A Kansas City payday loan company and its operator will be compelled to pay $132.5 million in restitution to borrowers the company duped, if a federal administrative law judge’s recommendation is implemented.
Whether victims of Integrity Advance will receive anything near that sum is unclear. The company’s assets were sold years ago, the Kansas City Star reported Friday (Sept. 4).
The legal recommendation comes after the Consumer Financial Protection Bureau (CFPB) filed a complaint against Integrity Advance. The agency’s case against the company may be affected if the CFPB director is replaced, which the U.S. Supreme Court has ruled could happen.
The lender and its and its chief executive, James Carnes, have appealed.
In her ruling against Integrity Advance and Carnes, Administrative Law Judge Christine L. Kirby concluded the lender and its chief executive engaged in three illegal practices: creating loan agreements that violated government regulations; tricking customers about the true cost of fully repaying loans; and taking funds from borrowers’ bank accounts without their approval.
The case began in 2015 with charges from the CFPB, according to court documents.
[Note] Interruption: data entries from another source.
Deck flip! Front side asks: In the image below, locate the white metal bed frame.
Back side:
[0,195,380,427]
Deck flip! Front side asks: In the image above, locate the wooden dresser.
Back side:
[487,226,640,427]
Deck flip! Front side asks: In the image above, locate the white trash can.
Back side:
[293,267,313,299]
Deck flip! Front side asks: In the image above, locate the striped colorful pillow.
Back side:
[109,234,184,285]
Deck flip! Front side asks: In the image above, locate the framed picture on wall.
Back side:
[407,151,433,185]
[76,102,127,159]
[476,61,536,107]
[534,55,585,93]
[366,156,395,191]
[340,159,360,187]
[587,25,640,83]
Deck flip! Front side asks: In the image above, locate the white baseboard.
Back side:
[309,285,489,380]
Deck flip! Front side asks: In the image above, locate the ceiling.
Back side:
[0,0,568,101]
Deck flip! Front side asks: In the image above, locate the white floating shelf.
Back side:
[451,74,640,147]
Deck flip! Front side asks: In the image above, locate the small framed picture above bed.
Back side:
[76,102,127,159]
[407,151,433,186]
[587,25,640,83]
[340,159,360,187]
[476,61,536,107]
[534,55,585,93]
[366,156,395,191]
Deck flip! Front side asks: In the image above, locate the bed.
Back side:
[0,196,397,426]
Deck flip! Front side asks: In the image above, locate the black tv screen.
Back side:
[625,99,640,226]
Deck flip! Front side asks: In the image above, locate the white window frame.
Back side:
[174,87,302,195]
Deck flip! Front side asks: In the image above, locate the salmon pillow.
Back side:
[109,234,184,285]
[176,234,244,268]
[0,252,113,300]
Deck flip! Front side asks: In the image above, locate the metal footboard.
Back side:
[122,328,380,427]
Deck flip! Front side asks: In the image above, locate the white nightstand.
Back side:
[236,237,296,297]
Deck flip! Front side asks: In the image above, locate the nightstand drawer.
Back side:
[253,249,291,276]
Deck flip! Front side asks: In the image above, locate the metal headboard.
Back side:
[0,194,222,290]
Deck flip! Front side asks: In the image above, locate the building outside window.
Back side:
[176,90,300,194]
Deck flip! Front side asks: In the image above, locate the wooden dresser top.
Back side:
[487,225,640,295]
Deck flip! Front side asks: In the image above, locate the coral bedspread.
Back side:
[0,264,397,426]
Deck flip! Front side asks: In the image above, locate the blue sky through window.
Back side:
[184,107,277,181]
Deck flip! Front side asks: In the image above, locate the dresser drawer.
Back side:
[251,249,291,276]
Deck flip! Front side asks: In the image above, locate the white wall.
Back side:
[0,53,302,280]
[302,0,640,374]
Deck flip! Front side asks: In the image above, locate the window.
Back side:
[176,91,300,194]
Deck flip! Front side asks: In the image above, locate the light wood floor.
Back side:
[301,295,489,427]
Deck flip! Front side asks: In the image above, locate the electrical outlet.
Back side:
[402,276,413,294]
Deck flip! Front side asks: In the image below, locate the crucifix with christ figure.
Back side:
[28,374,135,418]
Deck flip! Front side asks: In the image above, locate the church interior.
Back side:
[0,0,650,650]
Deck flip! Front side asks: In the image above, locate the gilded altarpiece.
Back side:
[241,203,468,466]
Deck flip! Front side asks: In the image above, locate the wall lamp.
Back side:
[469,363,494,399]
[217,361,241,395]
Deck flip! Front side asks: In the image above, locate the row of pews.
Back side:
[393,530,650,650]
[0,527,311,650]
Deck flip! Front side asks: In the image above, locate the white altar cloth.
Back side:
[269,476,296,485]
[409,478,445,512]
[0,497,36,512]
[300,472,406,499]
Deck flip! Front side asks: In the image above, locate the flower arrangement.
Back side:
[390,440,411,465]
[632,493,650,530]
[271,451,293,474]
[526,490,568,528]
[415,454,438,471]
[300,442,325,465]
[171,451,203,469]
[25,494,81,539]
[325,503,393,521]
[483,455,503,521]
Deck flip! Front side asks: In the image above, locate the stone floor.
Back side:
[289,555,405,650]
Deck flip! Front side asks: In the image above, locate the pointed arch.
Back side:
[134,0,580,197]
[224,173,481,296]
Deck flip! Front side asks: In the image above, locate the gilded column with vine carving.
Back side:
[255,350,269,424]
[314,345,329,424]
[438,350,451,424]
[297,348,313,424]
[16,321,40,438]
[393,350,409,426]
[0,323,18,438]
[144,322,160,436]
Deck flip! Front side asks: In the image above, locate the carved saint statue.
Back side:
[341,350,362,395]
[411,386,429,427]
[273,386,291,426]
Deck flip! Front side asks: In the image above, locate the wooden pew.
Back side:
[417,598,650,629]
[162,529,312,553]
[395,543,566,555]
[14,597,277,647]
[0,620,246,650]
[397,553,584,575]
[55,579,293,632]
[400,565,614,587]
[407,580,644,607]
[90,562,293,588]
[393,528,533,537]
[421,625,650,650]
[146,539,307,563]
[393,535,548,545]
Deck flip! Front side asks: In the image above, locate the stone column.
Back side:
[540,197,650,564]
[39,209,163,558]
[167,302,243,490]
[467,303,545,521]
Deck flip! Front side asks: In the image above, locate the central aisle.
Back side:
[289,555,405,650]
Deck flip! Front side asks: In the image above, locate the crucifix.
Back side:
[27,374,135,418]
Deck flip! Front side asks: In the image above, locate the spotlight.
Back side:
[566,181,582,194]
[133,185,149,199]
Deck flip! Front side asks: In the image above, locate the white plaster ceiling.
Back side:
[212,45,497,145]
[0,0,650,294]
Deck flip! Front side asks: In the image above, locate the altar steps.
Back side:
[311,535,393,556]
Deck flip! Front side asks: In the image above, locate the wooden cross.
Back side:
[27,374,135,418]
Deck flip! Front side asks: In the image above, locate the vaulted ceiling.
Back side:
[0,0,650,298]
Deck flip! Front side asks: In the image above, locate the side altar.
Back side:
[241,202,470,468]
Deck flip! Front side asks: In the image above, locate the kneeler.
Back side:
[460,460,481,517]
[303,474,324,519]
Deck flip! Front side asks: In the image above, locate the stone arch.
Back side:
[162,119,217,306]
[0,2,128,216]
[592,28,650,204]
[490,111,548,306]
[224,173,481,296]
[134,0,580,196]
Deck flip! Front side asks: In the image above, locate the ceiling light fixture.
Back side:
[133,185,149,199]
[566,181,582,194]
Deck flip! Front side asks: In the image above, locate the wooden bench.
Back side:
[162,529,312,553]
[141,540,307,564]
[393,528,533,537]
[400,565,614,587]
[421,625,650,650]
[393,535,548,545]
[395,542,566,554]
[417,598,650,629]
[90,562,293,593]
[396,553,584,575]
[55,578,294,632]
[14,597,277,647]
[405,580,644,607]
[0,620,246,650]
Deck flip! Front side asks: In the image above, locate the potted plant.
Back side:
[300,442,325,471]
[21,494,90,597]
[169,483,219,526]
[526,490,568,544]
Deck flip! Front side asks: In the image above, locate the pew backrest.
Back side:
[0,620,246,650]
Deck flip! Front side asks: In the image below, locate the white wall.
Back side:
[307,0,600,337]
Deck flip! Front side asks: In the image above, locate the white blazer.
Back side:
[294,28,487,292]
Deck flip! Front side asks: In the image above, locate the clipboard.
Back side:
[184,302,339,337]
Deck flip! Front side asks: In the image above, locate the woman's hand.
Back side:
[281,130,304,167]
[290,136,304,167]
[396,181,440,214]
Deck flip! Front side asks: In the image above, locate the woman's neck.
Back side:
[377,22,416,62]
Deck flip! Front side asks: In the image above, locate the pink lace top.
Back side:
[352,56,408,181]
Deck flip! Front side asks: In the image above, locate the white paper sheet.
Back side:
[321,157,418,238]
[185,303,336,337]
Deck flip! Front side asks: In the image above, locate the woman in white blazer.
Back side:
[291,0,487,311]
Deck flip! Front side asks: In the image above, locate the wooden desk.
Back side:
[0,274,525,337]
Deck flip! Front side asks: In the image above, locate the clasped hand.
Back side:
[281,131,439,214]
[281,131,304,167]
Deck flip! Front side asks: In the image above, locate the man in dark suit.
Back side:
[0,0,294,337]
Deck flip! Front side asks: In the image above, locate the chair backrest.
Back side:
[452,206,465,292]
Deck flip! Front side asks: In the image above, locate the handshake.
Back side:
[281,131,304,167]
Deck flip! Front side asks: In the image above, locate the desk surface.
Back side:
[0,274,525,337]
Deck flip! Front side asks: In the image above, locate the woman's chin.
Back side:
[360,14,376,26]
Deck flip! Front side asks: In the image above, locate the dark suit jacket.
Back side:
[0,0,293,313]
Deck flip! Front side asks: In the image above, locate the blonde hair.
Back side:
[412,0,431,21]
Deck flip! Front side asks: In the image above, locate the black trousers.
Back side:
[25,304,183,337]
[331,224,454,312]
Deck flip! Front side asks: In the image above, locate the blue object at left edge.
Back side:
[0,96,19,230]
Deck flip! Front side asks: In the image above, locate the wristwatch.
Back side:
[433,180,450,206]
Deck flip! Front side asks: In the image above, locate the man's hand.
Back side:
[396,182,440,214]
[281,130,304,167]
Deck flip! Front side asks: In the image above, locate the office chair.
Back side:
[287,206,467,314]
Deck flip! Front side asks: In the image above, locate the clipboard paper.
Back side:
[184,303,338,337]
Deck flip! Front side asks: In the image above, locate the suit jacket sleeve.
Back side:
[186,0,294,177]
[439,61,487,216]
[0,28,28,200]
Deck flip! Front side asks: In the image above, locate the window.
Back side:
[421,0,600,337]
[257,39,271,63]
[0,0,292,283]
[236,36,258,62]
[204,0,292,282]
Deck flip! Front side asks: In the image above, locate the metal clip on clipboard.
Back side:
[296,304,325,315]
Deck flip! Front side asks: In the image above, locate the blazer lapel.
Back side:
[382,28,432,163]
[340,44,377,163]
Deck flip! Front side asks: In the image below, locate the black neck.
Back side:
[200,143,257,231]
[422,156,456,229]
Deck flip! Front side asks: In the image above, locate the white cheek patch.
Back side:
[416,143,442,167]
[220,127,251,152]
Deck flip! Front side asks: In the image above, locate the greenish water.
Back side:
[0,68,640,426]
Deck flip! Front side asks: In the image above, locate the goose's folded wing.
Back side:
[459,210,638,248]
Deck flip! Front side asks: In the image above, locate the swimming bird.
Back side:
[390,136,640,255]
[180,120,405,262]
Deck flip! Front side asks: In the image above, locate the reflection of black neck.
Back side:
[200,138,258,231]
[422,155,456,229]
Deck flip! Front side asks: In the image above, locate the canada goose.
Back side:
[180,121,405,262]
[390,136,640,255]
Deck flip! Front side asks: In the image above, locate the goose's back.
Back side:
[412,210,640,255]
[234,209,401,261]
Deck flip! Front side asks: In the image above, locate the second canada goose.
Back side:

Other court documents indicate the company was formed in 2007 and originated loans from May 2008 through December 2012.
An investigator concluded, according to Kirby’s ruling: “From May 2007 through July 2013, on 207,426 loans, Integrity Advance obtained $132,580,041.06 more from its customers than the amount disclosed in the “Total of Payments” boxes in (required disclosure) … on 55,661 loans originated on or after July 21, 2011, Integrity Advance obtained $38,453,341.62 more from its customers than the amount disclosed …”
The company’s loans, according to case documents, ranged from $100 to $1,000.
Richard Zack, a lawyer representing Integrity Advance and Carnes, told the Star in an email: “We disagree with the Administrative Law Judge’s recommendation. We are confident that, at the end of this process, Mr. Carnes and Integrity Advance will be vindicated and found to have no liability.”
The payday loan industry has drawn fire from critics for years, and some experts think technology may offer a desirable alternative.
In the meantime, government officials put in place by President Donald Trump’s administration have made changes to regulations some critics of the lenders saw as safeguards.
Nevertheless, the government continues to bring new charges against lenders.